Thomas Sowell, what a caricature

Caricature -- noun -- a picture, description, etc., ludicrously exaggerating the peculiarities or defects of persons or things. (dictionary.com).

I had a couple of reasons for initiating this blog and naming it what I did. Beyond the obvious motivations of narcissism and self-aggrandizement was and is a genuine belief in people's underlying rationality. As an economist, it's the first assumption that I reach for in an economic or social analysis. Despite a good deal of contradictory evidence from psychology and behavioral economics, rationality still seems the best place to start.

Rationality does not mean that people are always right. However, it does mean that they try to work out problems logically and do their best to achieve their goals subject to the constraints that they face or perceive. Differences in goals, values, constraints, perceptions, and information can all lead to different outcomes. Logic itself takes effort; there's usually only so long that someone can work on a problem before having to take an action or make a decision. It's not surprising that reasonable people come to different conclusions. By writing about and discussing different issues, there is the hope that one's logic or information base might be improved. Similarly, there's often a lot to be gained from reading and carefully considering analyses that are different from your own.

As I wrote, differences in outcomes and opinions can come from differences in underlying values, but they can also come from lots of other things. It seems worthwhile to explore all of these possibilities when evaluating someone's opinion. Put another way, we don't gain much by starting with the assumption that anyone who disagrees with us is a moral or intellectual defective.

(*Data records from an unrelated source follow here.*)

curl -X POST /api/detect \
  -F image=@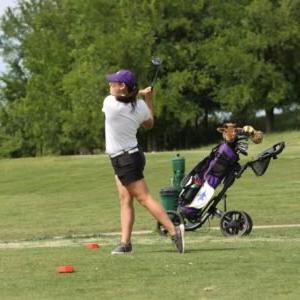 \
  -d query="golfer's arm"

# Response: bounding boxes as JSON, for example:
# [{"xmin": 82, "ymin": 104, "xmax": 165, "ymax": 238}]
[{"xmin": 142, "ymin": 95, "xmax": 154, "ymax": 129}]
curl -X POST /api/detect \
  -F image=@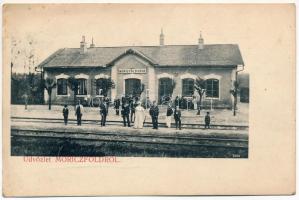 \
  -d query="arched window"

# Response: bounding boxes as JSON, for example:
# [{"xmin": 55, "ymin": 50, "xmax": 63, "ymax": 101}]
[
  {"xmin": 159, "ymin": 78, "xmax": 174, "ymax": 103},
  {"xmin": 206, "ymin": 79, "xmax": 219, "ymax": 98},
  {"xmin": 57, "ymin": 78, "xmax": 67, "ymax": 95},
  {"xmin": 182, "ymin": 78, "xmax": 194, "ymax": 96},
  {"xmin": 77, "ymin": 78, "xmax": 87, "ymax": 95}
]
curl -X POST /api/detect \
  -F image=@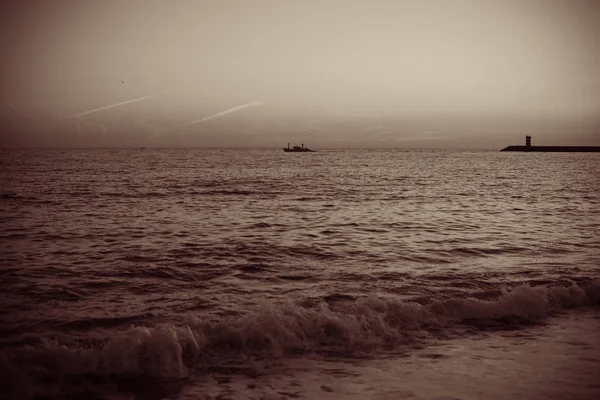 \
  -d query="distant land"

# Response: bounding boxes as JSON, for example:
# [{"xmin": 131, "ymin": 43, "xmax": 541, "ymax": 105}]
[{"xmin": 500, "ymin": 136, "xmax": 600, "ymax": 153}]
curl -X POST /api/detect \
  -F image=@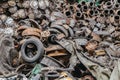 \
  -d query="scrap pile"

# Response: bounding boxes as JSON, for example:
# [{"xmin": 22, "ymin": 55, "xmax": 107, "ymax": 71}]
[{"xmin": 0, "ymin": 0, "xmax": 120, "ymax": 80}]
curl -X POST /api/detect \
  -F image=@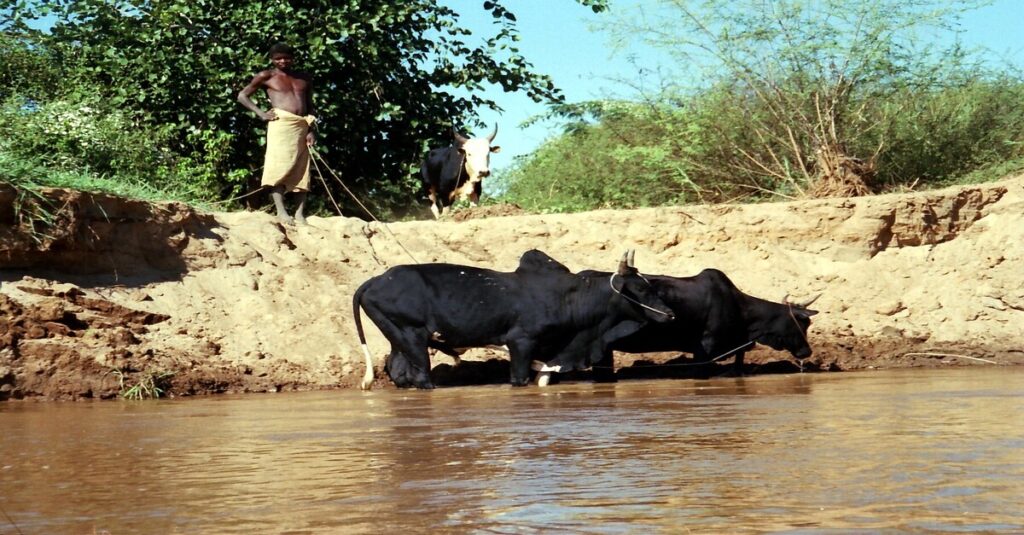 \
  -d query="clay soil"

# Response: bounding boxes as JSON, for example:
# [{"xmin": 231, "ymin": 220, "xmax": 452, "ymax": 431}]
[{"xmin": 0, "ymin": 176, "xmax": 1024, "ymax": 400}]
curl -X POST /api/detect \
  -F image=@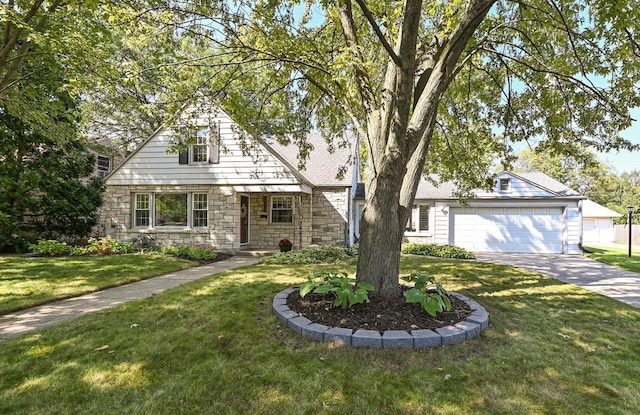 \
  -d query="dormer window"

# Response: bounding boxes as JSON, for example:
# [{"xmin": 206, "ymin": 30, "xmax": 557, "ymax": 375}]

Sadly, this does seem to be the starting point of Thomas Sowell (a one-time economist no less) and many conservative columnists. Rather than engage in any logical debate or any hard reasoning, Sowell takes the easy route of ascribing fundamental character flaws to people with different opinions. In this week's column, the compounded tragedy of the Utah mine collapse, opposition to the death penalty, and the absence of a market in the U.S. for human organs are all pinned on "squeamishness," a character flaw that blinds people "who flatter themselves as being more advanced thinkers than the rest of us" from considering trade-offs for the greater good.

In last week's column, the perfidious "left" has as its fundamental goal, failure and poverty. Sowell trots (or more appropriately Trotsky-s) out the old argument that liberals purposefully expand the number of poor and dependent people to expand its voter base. Of course, Sowell is too busy fuming and quoting Marx to consider that the "blue states" in recent elections have tended to be richer than the "red states." In the column before that, he argued that the Minnesota bridge collapse served as a convenient prop for scheming politicians "itching to raise tax rates...to do what they are always trying to do." There's no possibility that someone could logically propose taxes as a way for society to begin to pay more for bills it's neglected; the proposals can only be an excuse to expand the role of government. (For a contrast of how the financing infrastructure might be rationally discussed see Gary Becker's and Richard Posner's blog).

In each case, Sowell caricatures the left as weak or immorally scheming. Maybe when he tires of setting up strawmen, he'll write something that is worth reading. Until then, he could at least have the decency to call himself something other than an economist.